A woman who led police on a high-speed chase turned her lights off and drove through two give-way intersections in her attempt to evade them.
Mahara Gilsenen, 26, pleaded guilty to dangerous driving and failing to stop after speeding away from police at more than 120km/h in a 50km/h zone.
For her "flagrant offending", Judge David Cameron convicted and sentenced Gilsenen to 120 hours community work, six months supervision and disqualified her from driving for nine months in the Wanganui District Court.
Gilsenen was driving in the early hours of February 29 this year when she came to the attention of a police patrol car, which started to follow her and activated its lights.
When she didn't pull over, the siren was activated and in response she accelerated away at speeds estimated at more than 120km/h in a 50km/h zone.

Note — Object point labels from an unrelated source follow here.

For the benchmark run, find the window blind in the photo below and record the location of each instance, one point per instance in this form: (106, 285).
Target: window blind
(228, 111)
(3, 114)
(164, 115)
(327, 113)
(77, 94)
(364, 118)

She maintained the high speed as she led police around various streets before turning her lights off to evade detection.
With the lights still off, she carried on speeding, driving through two give-way intersections without slowing down and putting other motorists at risk.
She eventually turned into a driveway and got out of the car. Police found her sitting in the backyard of the same address.

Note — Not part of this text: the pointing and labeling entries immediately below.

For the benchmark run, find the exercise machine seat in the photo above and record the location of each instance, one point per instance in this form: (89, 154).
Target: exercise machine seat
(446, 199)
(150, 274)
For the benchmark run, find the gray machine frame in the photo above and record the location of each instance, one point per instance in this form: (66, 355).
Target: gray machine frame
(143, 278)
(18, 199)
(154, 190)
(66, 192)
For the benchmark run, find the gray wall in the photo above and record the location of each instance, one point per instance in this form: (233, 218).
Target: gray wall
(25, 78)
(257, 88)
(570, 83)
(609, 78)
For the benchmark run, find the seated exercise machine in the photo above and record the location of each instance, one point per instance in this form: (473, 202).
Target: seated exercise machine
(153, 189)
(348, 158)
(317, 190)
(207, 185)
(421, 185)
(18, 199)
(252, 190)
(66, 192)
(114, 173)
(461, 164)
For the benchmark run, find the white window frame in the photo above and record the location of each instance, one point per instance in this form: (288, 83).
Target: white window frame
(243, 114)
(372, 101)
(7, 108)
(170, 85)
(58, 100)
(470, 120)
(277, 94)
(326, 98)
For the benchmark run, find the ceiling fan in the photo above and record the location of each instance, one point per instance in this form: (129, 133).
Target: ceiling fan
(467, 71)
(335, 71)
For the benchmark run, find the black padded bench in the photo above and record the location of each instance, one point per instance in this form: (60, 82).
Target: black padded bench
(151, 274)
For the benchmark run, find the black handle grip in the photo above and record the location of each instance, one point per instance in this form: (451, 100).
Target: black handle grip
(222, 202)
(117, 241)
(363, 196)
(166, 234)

Stephen Ross, appearing as duty solicitor for Gilsenen, said it was a serious case of dangerous driving and should be looked at seriously.
He suggested community work and supervision as appropriate sentences.

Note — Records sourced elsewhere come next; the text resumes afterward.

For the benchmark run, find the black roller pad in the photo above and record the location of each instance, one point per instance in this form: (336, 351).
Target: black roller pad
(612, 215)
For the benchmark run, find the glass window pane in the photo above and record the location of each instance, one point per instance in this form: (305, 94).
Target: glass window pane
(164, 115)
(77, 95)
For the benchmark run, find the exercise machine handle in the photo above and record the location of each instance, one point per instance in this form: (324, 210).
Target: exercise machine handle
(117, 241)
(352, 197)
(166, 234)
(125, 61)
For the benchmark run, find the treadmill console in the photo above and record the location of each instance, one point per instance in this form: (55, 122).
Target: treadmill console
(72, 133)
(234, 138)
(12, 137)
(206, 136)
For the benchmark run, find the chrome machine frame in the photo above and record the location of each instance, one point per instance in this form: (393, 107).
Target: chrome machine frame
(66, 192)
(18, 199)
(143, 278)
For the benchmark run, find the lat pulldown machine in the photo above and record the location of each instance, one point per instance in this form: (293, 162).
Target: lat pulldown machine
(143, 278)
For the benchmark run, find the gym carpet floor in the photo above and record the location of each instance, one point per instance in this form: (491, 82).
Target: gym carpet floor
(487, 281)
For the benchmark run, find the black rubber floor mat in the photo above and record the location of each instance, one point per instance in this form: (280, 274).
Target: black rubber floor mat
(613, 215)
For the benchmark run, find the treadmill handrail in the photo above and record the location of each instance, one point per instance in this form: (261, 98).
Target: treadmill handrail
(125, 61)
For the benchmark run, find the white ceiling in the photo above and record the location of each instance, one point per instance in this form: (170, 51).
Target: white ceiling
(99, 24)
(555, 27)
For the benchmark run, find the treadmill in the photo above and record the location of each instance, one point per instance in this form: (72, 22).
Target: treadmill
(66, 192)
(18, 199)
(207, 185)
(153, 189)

Police prosecutor Drew Morrison called Gilsenen's driving "appalling" and noted that the day of the offence was the day after her sentence of supervision from a previous driving conviction ran out.
Judge Cameron said Gilsenen had 11 prior convictions between 2005-11, which included driving while disqualified and excess breath alcohol.
She was imprisoned in 2009 for obstructing the course of justice.
Her pre-sentence report said she was a caregiver and a mother, and suggested she be sentenced to come up if called upon.
Judge Cameron called the suggestion "blatantly too lenient", saying he couldn't understand how it could have been recommended.
Gilsenen had completely ignored authorities and challenged them by simply trying to drive away.
It was flagrant and serious offending, he said.